On the workers' side, shifting attitudes are being driven at least in part by the rise in the number of Indian television stations, which beam images of a better life. For many of the working poor, the new India is the one seen on billboards and in TV ads featuring well-dressed families, shiny new cars and spacious, air-conditioned homes.

"The great Indian dream is shown to the servants on TV everyday. How could they not want to be part of it?" Rao said. "They also see their employers growing richer. They want a better life, too."

But to get there, they have to overcome long-standing prejudice. Disdain for domestic work in India is heightened by the caste system, a rigid hierarchy in which status and professions are inherited at birth. Jobs such as cleaning and sweeping are usually relegated to the lowest-level castes.

Unlike in many U.S. households, the children of India's middle and upper classes are rarely required to clean their rooms, mow the lawn or take out the garbage. Such manual labor is considered below their station, an idea with roots in the country's caste tradition.

Domestic workers say they are given little respect. They are the usual suspects when jewelry, cellphones or other household valuables disappear. In much of India, suspicion alone is enough to justify the firing of a maid or a cook. There are also reports of brutal beatings to punish domestic workers for infractions such as tardiness, broken dishes or spilled food.

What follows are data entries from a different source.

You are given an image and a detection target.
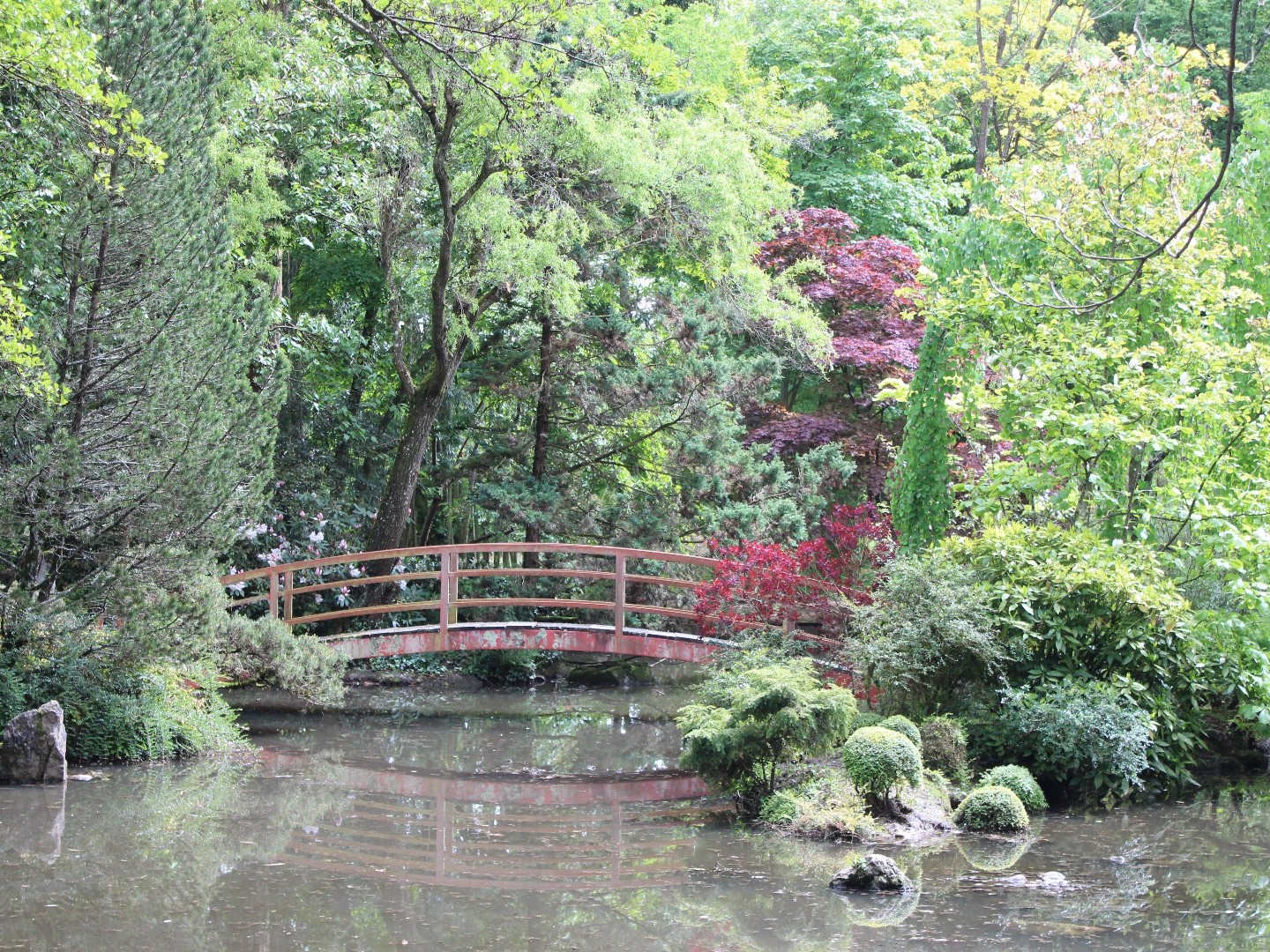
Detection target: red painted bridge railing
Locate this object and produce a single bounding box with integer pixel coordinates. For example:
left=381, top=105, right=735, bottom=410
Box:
left=221, top=542, right=834, bottom=660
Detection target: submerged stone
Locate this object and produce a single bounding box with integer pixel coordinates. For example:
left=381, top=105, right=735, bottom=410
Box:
left=829, top=853, right=913, bottom=892
left=0, top=701, right=66, bottom=783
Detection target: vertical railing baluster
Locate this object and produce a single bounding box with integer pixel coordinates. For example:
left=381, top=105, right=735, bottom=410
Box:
left=450, top=552, right=459, bottom=624
left=437, top=552, right=450, bottom=651
left=614, top=556, right=626, bottom=637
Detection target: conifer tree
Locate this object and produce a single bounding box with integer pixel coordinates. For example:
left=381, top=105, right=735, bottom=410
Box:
left=0, top=0, right=278, bottom=595
left=890, top=324, right=952, bottom=552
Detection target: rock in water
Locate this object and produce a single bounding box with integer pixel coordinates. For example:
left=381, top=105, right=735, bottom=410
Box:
left=0, top=701, right=66, bottom=783
left=829, top=853, right=913, bottom=892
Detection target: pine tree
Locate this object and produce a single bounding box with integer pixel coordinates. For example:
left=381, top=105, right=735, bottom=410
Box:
left=890, top=324, right=952, bottom=552
left=0, top=0, right=280, bottom=595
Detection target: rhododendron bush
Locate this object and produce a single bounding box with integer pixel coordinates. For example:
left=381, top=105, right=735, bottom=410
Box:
left=695, top=502, right=895, bottom=634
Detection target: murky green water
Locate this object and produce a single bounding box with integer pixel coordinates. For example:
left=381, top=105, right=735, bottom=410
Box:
left=0, top=688, right=1270, bottom=952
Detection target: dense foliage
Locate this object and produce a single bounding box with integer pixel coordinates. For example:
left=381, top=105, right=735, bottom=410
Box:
left=842, top=725, right=922, bottom=805
left=676, top=654, right=856, bottom=797
left=952, top=785, right=1031, bottom=833
left=979, top=764, right=1049, bottom=814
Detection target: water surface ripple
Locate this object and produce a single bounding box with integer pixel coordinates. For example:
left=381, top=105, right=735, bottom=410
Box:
left=0, top=688, right=1270, bottom=952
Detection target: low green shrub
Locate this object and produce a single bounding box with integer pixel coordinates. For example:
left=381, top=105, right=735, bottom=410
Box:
left=972, top=683, right=1152, bottom=799
left=842, top=727, right=922, bottom=805
left=758, top=765, right=877, bottom=840
left=216, top=614, right=348, bottom=704
left=676, top=651, right=856, bottom=811
left=0, top=598, right=242, bottom=762
left=758, top=790, right=799, bottom=824
left=878, top=715, right=922, bottom=749
left=851, top=710, right=883, bottom=733
left=921, top=715, right=969, bottom=783
left=848, top=548, right=1005, bottom=712
left=979, top=764, right=1049, bottom=814
left=952, top=787, right=1031, bottom=833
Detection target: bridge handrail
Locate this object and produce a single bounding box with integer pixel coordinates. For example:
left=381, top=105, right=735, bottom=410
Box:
left=220, top=542, right=746, bottom=640
left=220, top=542, right=834, bottom=643
left=221, top=542, right=720, bottom=585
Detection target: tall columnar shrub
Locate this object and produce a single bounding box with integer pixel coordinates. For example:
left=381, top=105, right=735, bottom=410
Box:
left=890, top=324, right=952, bottom=552
left=921, top=715, right=967, bottom=781
left=0, top=0, right=285, bottom=599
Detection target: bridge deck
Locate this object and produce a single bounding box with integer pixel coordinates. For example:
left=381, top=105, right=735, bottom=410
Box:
left=221, top=542, right=837, bottom=667
left=323, top=622, right=728, bottom=663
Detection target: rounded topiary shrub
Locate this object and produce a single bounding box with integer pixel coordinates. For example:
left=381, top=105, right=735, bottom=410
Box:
left=851, top=710, right=881, bottom=731
left=878, top=715, right=922, bottom=750
left=842, top=727, right=922, bottom=804
left=979, top=764, right=1049, bottom=814
left=921, top=715, right=967, bottom=781
left=952, top=787, right=1031, bottom=833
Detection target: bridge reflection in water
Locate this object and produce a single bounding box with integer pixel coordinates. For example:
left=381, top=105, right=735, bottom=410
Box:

The workers often occupy an intimate place in the Indian family structure, but many are not allowed to eat in the employer's house or use the family's plates and glasses. A common scene at restaurants in New Delhi is a forlorn-looking nanny sitting quietly nearby as the family feasts on a three-course meal. She is invited to the table only when the children cry or finish their meals. Her job is to rush them to the bathroom to wash their hands and faces.

"They lead separate existences under the same roof," said Muthu Kamraj, 30, an activist who recently organized a street protest for domestic workers in Bangalore and Chennai. "They are the invisible people who serve them tea and bathe their children, and yet they are often asked to eat their meals outside the house."

India's government has been slow to embrace legal reforms that could improve workers' lives. Critics say that is because the issue remains uncomfortable for the nation's leaders, most of whom have household workers.

"Everyone knows they, too, are scared of losing this lifestyle of privilege," said Virgil D'Sami, director of the Center for Street and Working Children in Chennai, which also organizes adult workers.

Her organization has been one of the first to hold meetings for domestic workers and their employers. Just six employers showed up for one recent meeting. One of them was Alamalai's, a woman who works in the software industry.

At the meeting, Alamalai and her employer spoke for the first time about how they could be better partners. Alamalai could come on time, dress better and call in on sick days, the employer said. For her part, Alamalai told her boss she needed more money to feed her family.

Her employer declined to be interviewed, saying only that she felt that Alamalai's work ethic had since improved and that she deserved a raise. Alamalai's pay was recently doubled. Then again, her employer also doubled her workload.

Still, Alamalai said she feels she has gained dignity.

"I dress neatly now," she said. "I realize that I want to do my job properly because cleaning houses is a good profession."

She stood proudly one recent afternoon in her one-room home in a working-class Chennai neighborhood. In one corner of the room were several sacks of rice, some fresh vegetables and a wedding album with photographs from her daughter's marriage. In the center of the room was her prized possession, a second-hand television.

After a long day of work recently, she watched a popular soap opera. In the episode, a maid's daughter becomes an engineer. Alamalai and her family cheered.